The Order uses similarly inflammatory language (“Extended Marking the Close Strategy”) to describe our trading in underlying stocks during the Indian market closing period. The nature of the Indian market, where market participants disproportionately transact in cash-settled index options, means that those participants who provide liquidity (us and others) accumulate stock price exposure which ceases to exist at the point of options expiration. Replacing expiring deltas with non-expiring deltas is a standard and well-understood practice in markets throughout the world.
As you’d expect, Matt Levine has by far the best benign interpretation of this that we’ve seen so far. Annoyingly, we’d started on something similar, but since we can’t do anything better we’ll try to provide a more succinct defence.

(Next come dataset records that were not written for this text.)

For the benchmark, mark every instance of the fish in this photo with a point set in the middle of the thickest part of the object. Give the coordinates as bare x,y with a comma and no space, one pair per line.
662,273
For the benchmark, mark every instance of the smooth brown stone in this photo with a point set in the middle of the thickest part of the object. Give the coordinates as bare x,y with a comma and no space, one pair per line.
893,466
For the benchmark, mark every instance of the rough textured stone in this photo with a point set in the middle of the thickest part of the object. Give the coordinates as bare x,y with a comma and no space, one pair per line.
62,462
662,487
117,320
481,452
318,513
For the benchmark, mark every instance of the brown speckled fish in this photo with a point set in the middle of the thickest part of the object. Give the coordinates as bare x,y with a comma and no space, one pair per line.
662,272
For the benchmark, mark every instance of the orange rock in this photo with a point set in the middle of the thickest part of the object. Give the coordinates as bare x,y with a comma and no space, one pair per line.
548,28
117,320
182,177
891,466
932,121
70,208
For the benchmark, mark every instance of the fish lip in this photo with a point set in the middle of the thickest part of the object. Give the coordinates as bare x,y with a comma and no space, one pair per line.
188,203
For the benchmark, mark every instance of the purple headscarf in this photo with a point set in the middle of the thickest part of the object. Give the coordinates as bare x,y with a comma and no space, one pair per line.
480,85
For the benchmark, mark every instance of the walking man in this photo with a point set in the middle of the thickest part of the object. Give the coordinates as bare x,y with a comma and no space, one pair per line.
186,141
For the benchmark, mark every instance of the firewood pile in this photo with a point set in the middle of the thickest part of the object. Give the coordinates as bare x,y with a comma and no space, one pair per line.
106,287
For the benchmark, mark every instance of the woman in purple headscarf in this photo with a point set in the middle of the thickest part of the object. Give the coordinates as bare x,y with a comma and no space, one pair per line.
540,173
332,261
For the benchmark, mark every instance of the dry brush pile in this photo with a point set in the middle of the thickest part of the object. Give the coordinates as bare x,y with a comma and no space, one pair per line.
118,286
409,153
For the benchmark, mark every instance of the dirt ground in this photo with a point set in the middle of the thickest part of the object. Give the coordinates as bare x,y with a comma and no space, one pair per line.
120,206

A lot of stuff in markets is actually a bit like the proverbial duck-rabbit. What might look like market manipulation could in fact just be arbitrage, and what might look like arbitrage can in fact be market manipulation. The old “Dr Evil” trade — Citigroup’s 2004 sale and repurchase strategy that exploited a weakness in the MTS electronic bond market — is a good example of the latter, and the Indian situation could be the former.
Or as Levine puts it:
I suppose the main point here is that, in many cases, “legitimately doing an arbitrage trade” and “trading in one market to manipulate prices in another market” look pretty similar. Either way, you are trading the opposite way, buying stock in the stock market and selling it in the options market or vice versa. The difference can be subtle, and I often joke that the difference between legitimate trading and manipulation is whether you send your colleagues an email saying “lol I sure manipulated that market.”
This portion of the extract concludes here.